In examining the integration and perception of telemedicine (TM) within medical education, both studies discussed present insightful findings. The study by Kong et al. [24] highlighted that a mere 17.4% of surveyed medical students had prior exposure to TM, underscoring a significant gap in early medical training. Despite this limited exposure, the study noted that familiarity with TM positively influenced students’ attitudes and their intentions to use TM in their future practices, particularly in specialties like psychiatry and dermatology. In a similar manner, the study by Cheng et al. [25] explored the broader implications of TM during the COVID-19 pandemic, emphasizing the rapid integration of TM into medical curricula as a response to immediate needs. This study identified both the benefits—such as enhanced understanding and skill acquisition specific to TM—and the challenges, including technical difficulties and the need for experiential learning to improve student comfort with virtual consultations. Both studies collectively argue for the necessity of robust TM training programs within medical schools to equip future physicians with essential skills for modern healthcare delivery, while also addressing systemic barriers that may hinder the effective adoption of TM practices.

The studies by Weber et al. [26] and Franklin et al. [27] provide valuable insights into the adaptations in medical education during the COVID-19 pandemic, particularly through the implementation of telehealth electives and the impact on student perceptions and educational outcomes. In the study conducted by Weber et al. [26], a telehealth elective was introduced to mitigate the disruption of clinical learning caused by the pandemic, successfully engaging over 1000 patient encounters with more than 80% of patients being transitioned to virtual attending provider waiting rooms. Students expressed a high level of preparedness and comfort with managing telemedicine appointments, underscoring the elective’s effectiveness in providing practical, real-world experience in a remote setting. In a similar manner, Franklin et al. [27] explored the broader impacts of rapid shifts to online medical education on final-year medical students, revealing mixed reactions. While telemedicine was widely utilized, with over half of the students engaging with telemedicine platforms during clerkships, only 35% reported satisfaction with the use of e-learning tools like Aquifer. The students highlighted the lack of effective integration and the desire for more realistic case-based learning, indicating significant room for improvement in tele-education. Both studies underscore the critical need for well-integrated, realistic telemedicine training in medical curricula to ensure that future healthcare professionals are adept at navigating the evolving landscape of healthcare delivery.
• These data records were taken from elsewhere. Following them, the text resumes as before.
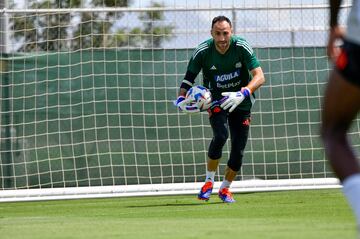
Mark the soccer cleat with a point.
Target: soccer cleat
(205, 191)
(226, 196)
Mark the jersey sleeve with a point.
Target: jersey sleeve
(195, 62)
(248, 53)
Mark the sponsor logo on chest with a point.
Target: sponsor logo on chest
(227, 77)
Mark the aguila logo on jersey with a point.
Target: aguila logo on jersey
(227, 77)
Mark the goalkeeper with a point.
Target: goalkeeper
(232, 73)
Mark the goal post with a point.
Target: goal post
(98, 120)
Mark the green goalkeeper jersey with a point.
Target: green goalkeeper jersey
(225, 72)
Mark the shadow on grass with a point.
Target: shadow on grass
(175, 204)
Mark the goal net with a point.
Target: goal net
(86, 100)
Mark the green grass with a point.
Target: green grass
(290, 214)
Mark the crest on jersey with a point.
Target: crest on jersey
(213, 68)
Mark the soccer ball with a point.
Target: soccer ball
(200, 96)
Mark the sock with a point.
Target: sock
(351, 189)
(210, 176)
(225, 184)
In the study conducted by Abraham et al. [28], a telehealth component was integrated into the Internal Medicine clerkship for third-year medical students at Wayne State University, demonstrating that 90% of the participants found telemedicine to be a valuable addition to their clerkship, with 80% recognizing its future importance in their careers. Students reported increased comfort and effectiveness in handling telemedicine visits, which suggests that practical telehealth training can significantly enhance both the educational experience and preparedness for future practice. In a similar manner, the study by Hunderfund et al. [29] assessed the attitudes toward cost-conscious care among U.S. physicians and medical students, revealing generational and educational differences in perspectives on healthcare costs. While physicians’ attitudes did not vary significantly with age, medical students showed a stronger endorsement of the importance of cost considerations in treatment decisions and a greater willingness to deny costly but beneficial services if necessary. They also attributed more responsibility for reducing healthcare costs to healthcare organizations rather than individual practitioners. Both studies highlight the necessity of aligning medical training with contemporary healthcare challenges—telehealth proficiency and cost awareness—to prepare future physicians for effective and ethical practice in a rapidly evolving healthcare landscape.
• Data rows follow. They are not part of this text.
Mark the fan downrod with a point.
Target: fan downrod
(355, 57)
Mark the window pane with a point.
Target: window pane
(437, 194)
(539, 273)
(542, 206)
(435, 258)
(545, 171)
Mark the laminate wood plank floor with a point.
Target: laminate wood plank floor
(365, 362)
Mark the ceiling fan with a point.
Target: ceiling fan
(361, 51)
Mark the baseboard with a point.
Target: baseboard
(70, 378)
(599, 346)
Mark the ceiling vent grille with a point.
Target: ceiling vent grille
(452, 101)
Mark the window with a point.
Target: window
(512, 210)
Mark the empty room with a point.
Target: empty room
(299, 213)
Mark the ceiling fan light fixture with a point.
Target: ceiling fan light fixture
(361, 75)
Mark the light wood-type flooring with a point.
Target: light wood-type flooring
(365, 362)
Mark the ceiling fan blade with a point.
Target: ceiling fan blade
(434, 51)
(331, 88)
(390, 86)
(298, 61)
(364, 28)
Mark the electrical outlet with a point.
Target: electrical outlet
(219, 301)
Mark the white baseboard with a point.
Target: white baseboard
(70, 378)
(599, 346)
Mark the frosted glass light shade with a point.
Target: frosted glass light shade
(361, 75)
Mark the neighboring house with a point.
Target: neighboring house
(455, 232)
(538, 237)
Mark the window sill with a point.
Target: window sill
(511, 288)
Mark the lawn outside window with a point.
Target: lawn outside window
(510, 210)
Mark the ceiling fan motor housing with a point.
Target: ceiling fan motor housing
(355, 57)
Moreover, Robleto et al. [30] evaluated first-year medical students’ experiences with an AI-assisted diagnostic tool named ‘Glass AI’ during a pre-clerkship unit, revealing that while 96% of the 73 survey participants (36.10% response rate) felt increased confidence in diagnosing with AI assistance, concerns remained about the system’s explanations and the potential risks AI poses to the physician workforce, with 43% finding the AI explanations insufficient and 68% expressing risk concerns. In a similar manner, Jackson et al. [31] conducted a broader assessment among 325 medical students, finding that 57.2% viewed AI as a tool for reducing medical errors and 54.2% believed it could enhance decision-making accuracy. However, ethical concerns were prevalent, with significant percentages being apprehensive about AI’s impact on the humanistic aspects of medicine and professional relationships, and only 3.7% feeling competent to inform patients about AI risks. Both studies highlight a complex blend of optimism and caution among medical students regarding AI’s role in healthcare, emphasizing the need for comprehensive AI education that addresses both practical applications and ethical considerations to adequately prepare future physicians for a technology-integrated healthcare environment.
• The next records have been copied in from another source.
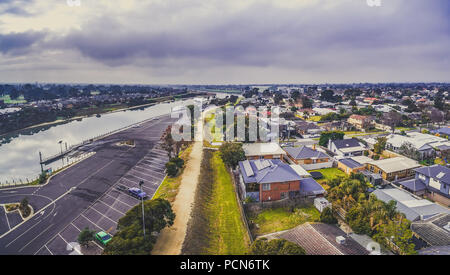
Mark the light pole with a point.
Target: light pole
(60, 144)
(142, 199)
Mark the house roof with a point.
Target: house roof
(320, 239)
(432, 230)
(262, 149)
(445, 131)
(350, 163)
(310, 187)
(438, 172)
(267, 171)
(418, 140)
(413, 185)
(436, 250)
(304, 152)
(395, 164)
(359, 117)
(413, 208)
(347, 143)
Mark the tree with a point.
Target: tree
(129, 240)
(326, 136)
(24, 207)
(407, 149)
(178, 161)
(168, 142)
(393, 119)
(232, 153)
(380, 146)
(85, 236)
(436, 116)
(439, 102)
(306, 102)
(275, 247)
(171, 169)
(328, 95)
(327, 216)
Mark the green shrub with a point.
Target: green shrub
(178, 161)
(327, 216)
(276, 247)
(171, 169)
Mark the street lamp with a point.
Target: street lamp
(142, 199)
(60, 144)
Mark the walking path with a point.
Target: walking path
(170, 240)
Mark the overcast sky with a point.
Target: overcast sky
(224, 41)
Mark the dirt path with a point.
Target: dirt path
(171, 239)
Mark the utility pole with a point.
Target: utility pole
(142, 200)
(40, 162)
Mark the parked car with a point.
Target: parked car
(103, 237)
(137, 193)
(122, 188)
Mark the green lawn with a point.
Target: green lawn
(7, 99)
(228, 234)
(169, 187)
(328, 174)
(279, 219)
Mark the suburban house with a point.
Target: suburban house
(434, 231)
(442, 131)
(263, 151)
(432, 182)
(307, 128)
(425, 144)
(337, 126)
(353, 164)
(346, 147)
(392, 169)
(360, 122)
(414, 208)
(321, 239)
(309, 158)
(271, 180)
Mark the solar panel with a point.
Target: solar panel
(248, 169)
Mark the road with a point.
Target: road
(84, 194)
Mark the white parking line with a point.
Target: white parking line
(42, 232)
(117, 199)
(93, 208)
(75, 226)
(93, 222)
(110, 206)
(6, 216)
(79, 252)
(48, 249)
(144, 173)
(149, 170)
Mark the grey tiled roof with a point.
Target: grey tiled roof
(434, 171)
(277, 171)
(413, 185)
(346, 143)
(304, 152)
(432, 230)
(351, 163)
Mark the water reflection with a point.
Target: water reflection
(19, 155)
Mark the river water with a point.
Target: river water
(19, 159)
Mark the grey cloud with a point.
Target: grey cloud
(19, 43)
(404, 37)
A growing body of educational research shows that the most effective way to inoculate future physicians against uncritical dependence on AI is a layered ethics curriculum that blends formal instruction with experiential “algorithm-in-the-loop” practice. Medical schools that have piloted stand-alone AI-ethics modules grounded in the classic four biomedical principles—autonomy, beneficence, non-maleficence, and justice—expanded with public-health values such as proportionality and common-good orientation, report higher student confidence in identifying bias and data-privacy pitfalls during simulated teleconsultations [32]. These modules are most powerful when embedded longitudinally within a three-tier competence framework (awareness, application, innovation): novices first learn foundational terminology, intermediates participate in supervised “black-box dissection” workshops that force them to audit an AI’s decision path, and advanced trainees co-design clinical algorithms under faculty oversight, ensuring a persistent “human-in-the-loop” mindset [33]. Complementing coursework, institutions have adopted several principles by establishing governance boards that vet software for transparency, mandate real-time explainability dashboards, and require reflective e-portfolios in which students critique each AI-supported case they manage; early evaluations show significant reductions in blind trust scores and improved recall of data-protection statutes [34]. Together, these interventions—principle-based content, staged competence milestones, simulation labs, and institutional guardrails—cultivate critical appraisal skills without stifling innovation, ensuring that tomorrow’s doctors regard AI as a fallible assistant rather than an unquestioned tutor.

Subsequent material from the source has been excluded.